Man Hands Silhouette People Hand  - AlemCoksa / Pixabay
AlemCoksa / Pixabay

●親は神様じゃない

江戸時代末期の日本の識字率は50%を超えていたとも言われています。これは何を意味しているのでしょうか?

武家だけではなく一般の民衆も入れてこの数字です。それは教育というものを非常に重要視してきた表れであり、当時日本全国に1500以上あったといわれる「私塾」や15000を超えていたとされる「寺子屋」の存在が民衆の教育を「支えて」いたのです。

教育と一言にいってもいろいろあります。「家庭教育」「学校教育」「社会教育」のように家庭や学校、地域がそれぞれ果たす役割があります。

こう言われてしまうと『「家庭教育」の部分はしっかり役割を果たさなきゃ』とまた肩に力が入ってしまいそうですが、そんなことはありません。

「読書好きな子」に育って欲しいなら、周りに「読書好きな大人」がいなくてはなりません(これは私の持論。自分は好きでもないのに「~すべき」と言っても子どもには伝わりません)。
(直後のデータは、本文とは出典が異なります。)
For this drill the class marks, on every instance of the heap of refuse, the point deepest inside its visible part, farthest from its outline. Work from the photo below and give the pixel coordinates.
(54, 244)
「うちの子本読まなくて困ってるんです。」と言っている親御さんが読書をしないことも多々あります。💦(そんな時は読書好きの他者に任せたらいいんです。)

「添加物の入っていない食品」を全て避けることはできますか?コンビニ弁当を買ってきて子どもに食べさせている時の意味不明な罪悪感……。😢

「愛情をこめて抱きしめると、優しい子どもになる」のは確かです。でも毎日子どもを抱きしめられる精神状態ですか?親だって人間です。難しい日だってそりゃありますよ。

私の経験談をここで一つお伝えしたいと思います。

あるご家庭のお話。

お母さんと6歳の息子の2人暮らしでした。

お母さんは家計のために夜のお仕事をされている方でした。息子さんは児童デイに通っており、私はよくそのお宅に送迎で通っていました。

お昼過ぎにお迎えに行くとお母さんはいつも寝ていました。無理もありません。だって朝方3:00くらいまで勤務して自宅に戻るのは5:00くらい。起きて子どもを送り出せというのも酷な話です。
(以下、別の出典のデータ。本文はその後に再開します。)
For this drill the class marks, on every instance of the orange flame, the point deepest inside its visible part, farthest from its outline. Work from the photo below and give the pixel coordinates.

その6歳の息子はいつも寝ている母親に向けて「行ってきます。」と声を掛けますが返事はありません……。そんな毎日でした。

ある日、当時勤めていた施設に児童相談所から電話が来ました。「そちらに通っている〇〇くんですが、こちらで保護していますのでしばらくそちらに通えません。」

お母さんが子どもに手を挙げてしまったらしくDV案件として処理されてしまったのです。

「あの子は今いったいどんな気持ちで児童相談所に保護されているのだろう・・・。」

ショックでした。胸がつぶれそうでした。

数か月後、その子は親と離れて「事情があって親と離れて暮らしている子」が暮らす施設に入りました。そして、児童デイの通所も再開できることになりました。

久しぶりにその子に会える日。どんな表情をしているかとても気になりました。親と離れてくらして「捨てられた」と自暴自棄になっているのではないか。ふさぎ込んでいるのではないか。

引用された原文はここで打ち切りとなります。